Data Recovery with FreeBSD (part 2)
Tags: freebsd, security
Let’s continue the analysis of the CF card. I installed the Sleuth Kit to gather more information from the image. The first step was to look for things like passwords and/or login data.
dls (an utility from the Sleuth Kit) is just the right tool for this job:
dls -o 32 -f fat CF.img > CF.dls.img strings -t d CF.dls.img > CF.str
Now I could grep the unallocated space of the image. Unfortunately, this did
not yield any interesting results except the things I already knew. Using
sigfind it is possible to manually look for file signatures (as well as file
system signatures), but I recommend a file carver for that job. Of course I
tried it nevertheless and was actually able to recover some .JPEGs, but - alas!
- nothing new was to be discovered.
This is when I decided to use Foremost, another file carving utility:
foremost -t all CF.img -o output/
Using Foremost didn’t provide me with any false positives. It found even more files than Scalpel but this is due to the fact that I did not add anything in Scalpel’s configuration file. The results:
- 13 Excel spreadsheets, including financial data.
- 8 PDFs, including application letters.
- 18 PNGs. Screenshots of their products (apparently for demo purposes).
- 24 Word documents, including letters to customers.
- 9 JPGs. Coporate design stuff.
- 2 PowerPoint slideshows, dealing with internal stuff such as “How can we become better?”
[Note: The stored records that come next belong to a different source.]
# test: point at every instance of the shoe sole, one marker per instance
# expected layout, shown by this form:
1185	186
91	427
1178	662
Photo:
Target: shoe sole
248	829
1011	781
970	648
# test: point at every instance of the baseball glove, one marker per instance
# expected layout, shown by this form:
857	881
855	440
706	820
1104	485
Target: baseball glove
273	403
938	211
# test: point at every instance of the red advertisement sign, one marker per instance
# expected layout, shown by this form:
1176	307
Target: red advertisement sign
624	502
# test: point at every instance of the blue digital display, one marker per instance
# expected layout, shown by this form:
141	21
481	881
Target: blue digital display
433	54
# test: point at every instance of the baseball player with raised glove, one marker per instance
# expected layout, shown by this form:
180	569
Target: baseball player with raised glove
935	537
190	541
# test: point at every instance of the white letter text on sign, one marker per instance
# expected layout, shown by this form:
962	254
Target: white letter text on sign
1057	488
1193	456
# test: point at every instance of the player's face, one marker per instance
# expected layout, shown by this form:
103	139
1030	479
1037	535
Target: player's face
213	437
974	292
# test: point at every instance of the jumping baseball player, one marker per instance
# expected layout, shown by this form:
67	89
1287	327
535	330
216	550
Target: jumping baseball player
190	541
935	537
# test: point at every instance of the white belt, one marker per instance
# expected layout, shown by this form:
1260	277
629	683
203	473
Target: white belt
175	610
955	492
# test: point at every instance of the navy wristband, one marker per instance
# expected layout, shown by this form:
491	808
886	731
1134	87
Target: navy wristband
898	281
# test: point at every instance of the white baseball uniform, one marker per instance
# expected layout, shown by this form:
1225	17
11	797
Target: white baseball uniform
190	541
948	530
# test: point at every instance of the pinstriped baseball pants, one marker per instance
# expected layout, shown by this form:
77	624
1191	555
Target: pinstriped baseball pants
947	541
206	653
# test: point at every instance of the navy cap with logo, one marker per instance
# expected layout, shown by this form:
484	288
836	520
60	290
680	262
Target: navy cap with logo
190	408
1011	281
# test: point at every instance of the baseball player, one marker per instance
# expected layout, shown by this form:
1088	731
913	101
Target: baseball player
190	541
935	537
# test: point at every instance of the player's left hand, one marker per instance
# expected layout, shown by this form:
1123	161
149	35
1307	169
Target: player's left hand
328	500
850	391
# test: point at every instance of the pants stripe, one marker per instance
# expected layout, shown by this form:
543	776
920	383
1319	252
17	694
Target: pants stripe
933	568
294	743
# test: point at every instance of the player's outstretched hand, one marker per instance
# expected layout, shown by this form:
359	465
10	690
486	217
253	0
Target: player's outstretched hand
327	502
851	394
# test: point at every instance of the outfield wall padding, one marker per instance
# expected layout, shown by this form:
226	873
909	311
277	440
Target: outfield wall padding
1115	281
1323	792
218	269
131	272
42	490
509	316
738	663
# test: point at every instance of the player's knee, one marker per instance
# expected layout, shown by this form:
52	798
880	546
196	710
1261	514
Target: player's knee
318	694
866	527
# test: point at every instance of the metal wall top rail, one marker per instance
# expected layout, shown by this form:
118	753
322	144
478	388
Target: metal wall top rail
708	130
- Some executables for PocketPC devices. Apparently games.
I found some Excel tables in the unallocated disk space. They seem to be PocketExcel files and contain the grades of several persons. Apparently one of the CF card’s users was a school-teacher. However, since I am not able to open these files, I can’t be sure. Actually I wanted to try out Autopsy and Lazarus. But Autopsy is just a front-end for the Sleuth Kit, so I didn’t need it. Lazarus comes with the Coroner’s Toolkit (TCT), but Foremost had the functionality I needed, too. However, they might be worth a look.
To sum it all up: It was very creepy. If you are one of the humans on this planet that doesn’t encrypt sensitive information…well…you should do it from now on.